If there is one sport that has really been intertwined with this global pandemic we know as COVID-19 (or coronavirus), it's basketball. The NBA has felt like the center of it all as the league was the first to halt play and the first to have players testing positive for the virus, at least publicly. One of the players who was infected with coronavirus was none other than Boston Celtics guard, Marcus Smart.
Before we get to Smart, let's go back quickly to how this all seems to have started in the NBA. A little over a month ago, on a Wednesday night in Oklahoma City, the league shut itself down. The Utah Jazz were set to tip off with the OKC Thunder, but the game was cancelled just moments before it began due to Jazz center Rudy Gobert's positive test.
When Gobert tested positive, it seemed that we had our patient-zero in the Association. At that time, the rest of the Jazz organization was tested and people starting trying to connect the dots to find out who else might have been exposed. Who had the Jazz played recently? Oh, well they had just been in Boston taking on the Celtics less than a week prior. That meant the C's needed to be tested and they all needed to self-quaratine.
Luckily, the virus didn't run rampant through the Jazz organization and the same can be said for Boston. Only one player had come back as a positive and that was Marcus Smart. Of course, once it was announced that Smart was sick (mildly sick, in good spirits, going to make a full recovery) everyone made their kind of corny remarks about how coronavirus picked the wrong guy to mess with. Smart is a tough guy, and it was good to hear he'd be okay.

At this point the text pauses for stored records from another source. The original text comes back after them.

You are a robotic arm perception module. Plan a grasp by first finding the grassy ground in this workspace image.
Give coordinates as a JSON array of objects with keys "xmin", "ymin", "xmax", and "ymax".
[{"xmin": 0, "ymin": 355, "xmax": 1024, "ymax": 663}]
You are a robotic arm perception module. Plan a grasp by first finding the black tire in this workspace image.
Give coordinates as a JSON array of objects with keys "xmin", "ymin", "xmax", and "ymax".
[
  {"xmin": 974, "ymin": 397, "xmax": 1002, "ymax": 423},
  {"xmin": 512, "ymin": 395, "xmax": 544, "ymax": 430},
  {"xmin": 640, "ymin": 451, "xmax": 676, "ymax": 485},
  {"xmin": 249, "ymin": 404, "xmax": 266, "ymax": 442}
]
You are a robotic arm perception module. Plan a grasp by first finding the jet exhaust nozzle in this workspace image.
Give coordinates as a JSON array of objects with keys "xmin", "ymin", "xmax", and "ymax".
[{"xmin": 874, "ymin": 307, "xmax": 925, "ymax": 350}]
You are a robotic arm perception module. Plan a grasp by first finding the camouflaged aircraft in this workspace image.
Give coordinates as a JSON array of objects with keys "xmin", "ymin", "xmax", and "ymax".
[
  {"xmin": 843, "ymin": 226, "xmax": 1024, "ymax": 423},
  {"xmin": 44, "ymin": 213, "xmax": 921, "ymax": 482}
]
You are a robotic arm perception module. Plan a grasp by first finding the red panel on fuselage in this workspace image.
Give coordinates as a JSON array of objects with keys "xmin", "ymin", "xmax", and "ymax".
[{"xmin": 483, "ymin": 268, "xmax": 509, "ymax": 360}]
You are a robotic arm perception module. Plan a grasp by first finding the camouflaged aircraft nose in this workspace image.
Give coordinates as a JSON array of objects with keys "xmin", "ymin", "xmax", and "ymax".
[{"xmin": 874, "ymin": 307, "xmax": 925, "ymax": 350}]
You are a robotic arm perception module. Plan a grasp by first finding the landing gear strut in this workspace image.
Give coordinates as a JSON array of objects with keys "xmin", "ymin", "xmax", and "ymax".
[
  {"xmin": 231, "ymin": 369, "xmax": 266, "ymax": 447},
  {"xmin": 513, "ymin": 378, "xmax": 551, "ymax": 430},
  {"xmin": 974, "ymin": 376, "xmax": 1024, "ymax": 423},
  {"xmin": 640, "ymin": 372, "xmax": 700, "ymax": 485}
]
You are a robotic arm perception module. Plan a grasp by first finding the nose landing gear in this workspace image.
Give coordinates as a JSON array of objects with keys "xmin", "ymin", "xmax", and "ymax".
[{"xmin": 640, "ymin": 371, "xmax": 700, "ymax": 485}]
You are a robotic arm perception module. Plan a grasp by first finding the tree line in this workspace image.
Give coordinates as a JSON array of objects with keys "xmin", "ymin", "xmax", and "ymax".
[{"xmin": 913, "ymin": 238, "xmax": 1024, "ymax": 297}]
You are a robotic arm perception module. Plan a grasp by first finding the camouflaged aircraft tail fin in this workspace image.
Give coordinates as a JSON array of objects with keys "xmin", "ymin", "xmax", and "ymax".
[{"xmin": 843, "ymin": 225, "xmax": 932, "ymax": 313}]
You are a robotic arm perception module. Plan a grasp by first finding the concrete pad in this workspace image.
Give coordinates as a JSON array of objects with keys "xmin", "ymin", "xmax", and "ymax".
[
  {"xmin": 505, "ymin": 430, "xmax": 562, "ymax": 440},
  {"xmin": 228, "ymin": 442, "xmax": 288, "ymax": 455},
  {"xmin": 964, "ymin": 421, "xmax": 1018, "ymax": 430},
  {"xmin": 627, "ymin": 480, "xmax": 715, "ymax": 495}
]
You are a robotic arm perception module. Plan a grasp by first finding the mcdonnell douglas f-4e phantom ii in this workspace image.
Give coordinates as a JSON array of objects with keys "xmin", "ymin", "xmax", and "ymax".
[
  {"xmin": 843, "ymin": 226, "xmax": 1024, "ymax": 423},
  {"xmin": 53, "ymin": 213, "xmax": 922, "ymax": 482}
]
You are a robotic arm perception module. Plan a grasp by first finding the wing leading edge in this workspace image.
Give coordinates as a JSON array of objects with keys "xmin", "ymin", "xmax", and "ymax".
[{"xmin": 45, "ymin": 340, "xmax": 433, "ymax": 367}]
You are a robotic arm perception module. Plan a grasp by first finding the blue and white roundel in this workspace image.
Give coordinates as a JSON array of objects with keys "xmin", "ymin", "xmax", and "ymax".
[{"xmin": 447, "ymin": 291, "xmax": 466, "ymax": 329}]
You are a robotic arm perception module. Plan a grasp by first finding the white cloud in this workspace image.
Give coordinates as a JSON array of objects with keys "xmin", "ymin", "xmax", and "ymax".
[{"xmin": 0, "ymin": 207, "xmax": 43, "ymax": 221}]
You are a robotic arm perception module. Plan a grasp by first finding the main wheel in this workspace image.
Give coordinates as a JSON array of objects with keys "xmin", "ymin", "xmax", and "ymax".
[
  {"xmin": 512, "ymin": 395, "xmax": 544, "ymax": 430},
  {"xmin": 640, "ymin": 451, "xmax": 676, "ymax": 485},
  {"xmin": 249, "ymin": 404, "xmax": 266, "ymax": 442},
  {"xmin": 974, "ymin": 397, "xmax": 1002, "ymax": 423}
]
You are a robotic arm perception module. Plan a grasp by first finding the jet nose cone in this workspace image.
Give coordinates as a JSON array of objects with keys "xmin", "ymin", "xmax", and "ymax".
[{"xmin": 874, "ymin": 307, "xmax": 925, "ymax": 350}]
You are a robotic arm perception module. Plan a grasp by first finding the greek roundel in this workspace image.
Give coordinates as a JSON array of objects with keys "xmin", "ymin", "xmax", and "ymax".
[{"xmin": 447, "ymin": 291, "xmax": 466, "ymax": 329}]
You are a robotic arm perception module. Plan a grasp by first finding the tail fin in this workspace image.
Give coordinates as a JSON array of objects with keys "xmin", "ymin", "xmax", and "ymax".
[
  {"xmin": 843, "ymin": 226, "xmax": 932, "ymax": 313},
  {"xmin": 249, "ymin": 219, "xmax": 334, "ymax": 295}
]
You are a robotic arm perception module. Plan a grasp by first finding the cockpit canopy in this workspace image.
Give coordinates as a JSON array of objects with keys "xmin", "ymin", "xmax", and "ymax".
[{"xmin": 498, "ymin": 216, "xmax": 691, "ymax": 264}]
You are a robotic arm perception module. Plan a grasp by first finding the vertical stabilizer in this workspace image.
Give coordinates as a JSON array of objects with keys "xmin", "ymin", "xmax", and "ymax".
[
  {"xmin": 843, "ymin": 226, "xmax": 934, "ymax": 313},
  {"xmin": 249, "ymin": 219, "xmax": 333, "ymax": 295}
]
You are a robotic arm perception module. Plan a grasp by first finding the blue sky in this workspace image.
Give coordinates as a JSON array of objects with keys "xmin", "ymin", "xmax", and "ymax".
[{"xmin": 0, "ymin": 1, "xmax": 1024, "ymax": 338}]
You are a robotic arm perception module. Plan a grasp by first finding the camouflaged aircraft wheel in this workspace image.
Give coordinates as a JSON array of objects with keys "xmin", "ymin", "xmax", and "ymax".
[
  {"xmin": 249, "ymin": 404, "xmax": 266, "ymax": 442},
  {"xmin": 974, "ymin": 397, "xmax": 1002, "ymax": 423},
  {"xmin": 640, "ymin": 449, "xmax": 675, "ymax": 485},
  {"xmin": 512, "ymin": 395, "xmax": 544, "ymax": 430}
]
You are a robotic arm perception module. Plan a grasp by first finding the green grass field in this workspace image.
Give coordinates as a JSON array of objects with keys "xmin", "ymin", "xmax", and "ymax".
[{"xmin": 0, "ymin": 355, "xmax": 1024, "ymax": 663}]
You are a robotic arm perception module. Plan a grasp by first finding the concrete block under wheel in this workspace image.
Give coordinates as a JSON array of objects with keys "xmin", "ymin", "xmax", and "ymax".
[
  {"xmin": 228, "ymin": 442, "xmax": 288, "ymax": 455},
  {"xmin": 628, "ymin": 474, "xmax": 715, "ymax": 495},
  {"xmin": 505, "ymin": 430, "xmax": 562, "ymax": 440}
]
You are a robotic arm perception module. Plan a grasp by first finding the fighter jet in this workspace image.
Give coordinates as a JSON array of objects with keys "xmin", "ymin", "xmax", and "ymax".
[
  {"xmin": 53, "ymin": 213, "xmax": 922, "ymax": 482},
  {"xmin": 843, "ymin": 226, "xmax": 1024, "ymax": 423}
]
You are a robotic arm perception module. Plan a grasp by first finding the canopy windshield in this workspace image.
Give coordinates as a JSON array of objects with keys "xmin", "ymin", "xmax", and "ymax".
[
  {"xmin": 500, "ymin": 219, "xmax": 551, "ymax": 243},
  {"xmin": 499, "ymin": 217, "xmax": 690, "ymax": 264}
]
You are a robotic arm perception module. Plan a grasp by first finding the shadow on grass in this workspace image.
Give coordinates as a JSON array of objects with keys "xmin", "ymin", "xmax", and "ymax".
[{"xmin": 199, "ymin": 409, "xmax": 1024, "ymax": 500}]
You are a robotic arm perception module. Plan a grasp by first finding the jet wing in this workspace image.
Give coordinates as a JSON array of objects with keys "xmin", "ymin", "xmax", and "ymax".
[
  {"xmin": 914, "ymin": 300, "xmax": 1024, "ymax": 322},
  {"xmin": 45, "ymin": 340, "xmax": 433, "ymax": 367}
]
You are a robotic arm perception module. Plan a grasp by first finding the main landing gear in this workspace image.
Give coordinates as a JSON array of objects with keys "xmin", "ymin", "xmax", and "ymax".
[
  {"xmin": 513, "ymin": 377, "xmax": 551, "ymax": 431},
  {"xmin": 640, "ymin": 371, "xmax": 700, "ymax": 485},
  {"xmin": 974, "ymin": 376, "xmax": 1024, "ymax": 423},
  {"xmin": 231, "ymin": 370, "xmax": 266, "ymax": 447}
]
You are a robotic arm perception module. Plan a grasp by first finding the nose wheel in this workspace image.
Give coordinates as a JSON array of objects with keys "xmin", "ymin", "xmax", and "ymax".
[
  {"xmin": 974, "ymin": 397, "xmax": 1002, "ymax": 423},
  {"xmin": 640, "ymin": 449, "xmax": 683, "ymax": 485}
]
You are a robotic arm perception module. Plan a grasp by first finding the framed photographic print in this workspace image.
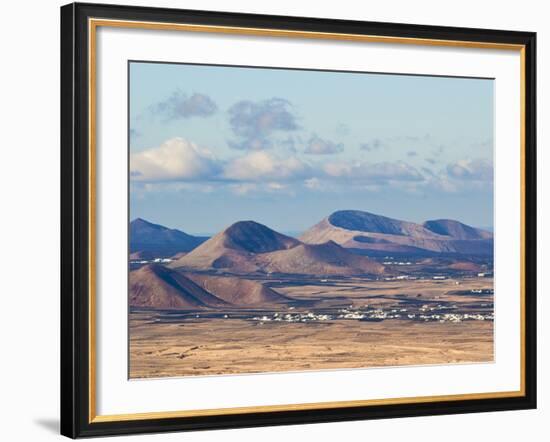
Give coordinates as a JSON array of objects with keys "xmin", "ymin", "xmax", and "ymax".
[{"xmin": 61, "ymin": 4, "xmax": 536, "ymax": 438}]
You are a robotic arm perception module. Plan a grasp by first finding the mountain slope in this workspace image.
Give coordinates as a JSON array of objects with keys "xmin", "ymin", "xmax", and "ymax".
[
  {"xmin": 170, "ymin": 221, "xmax": 383, "ymax": 275},
  {"xmin": 170, "ymin": 221, "xmax": 299, "ymax": 272},
  {"xmin": 129, "ymin": 264, "xmax": 293, "ymax": 310},
  {"xmin": 129, "ymin": 264, "xmax": 226, "ymax": 309},
  {"xmin": 300, "ymin": 210, "xmax": 493, "ymax": 255},
  {"xmin": 129, "ymin": 218, "xmax": 208, "ymax": 257},
  {"xmin": 186, "ymin": 273, "xmax": 293, "ymax": 307},
  {"xmin": 256, "ymin": 241, "xmax": 384, "ymax": 276}
]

Marcus Smart is also a smart guy (see what I did there?). As soon as the news broke about him being positive, he took to social media to give an update and also encourage everyone to take this seriously. It sounds kind of stupid, but it's important for someone like him to do that because a lot of people won't listen to the "experts" on tv or the government, but they will listen to someone who resonates with them, like their favorite basketball player. That's not me, but there's certainly people like that.
Anyway, fast forward a couple of weeks and Smart has made a full recovery. He now plans on donating his blood for antibody research to help scientists and medical professionals find a cure for this virus that is wreaking havoc on our country. An anesthesiologist from the Mayo Clinic by the name of Michael Joyner told ABC news that NBA players may actually be better suited to give blood for this testing because of their size and blood volume. Joyner also said that it helps to be physically trained to increase plasma volume. I won't pretend to know what most of this means, but it sounds good.
Smart is apparently one of four NBA players who plan on donating blood for this research and they should all be commended for their service. It isn't just about donating blood, but rather using their platform and leadership to inspire others and help fight the virus. Everyone here in Boston already loved Marcus Smart, and now we just have another reason to be proud to call him one of our own.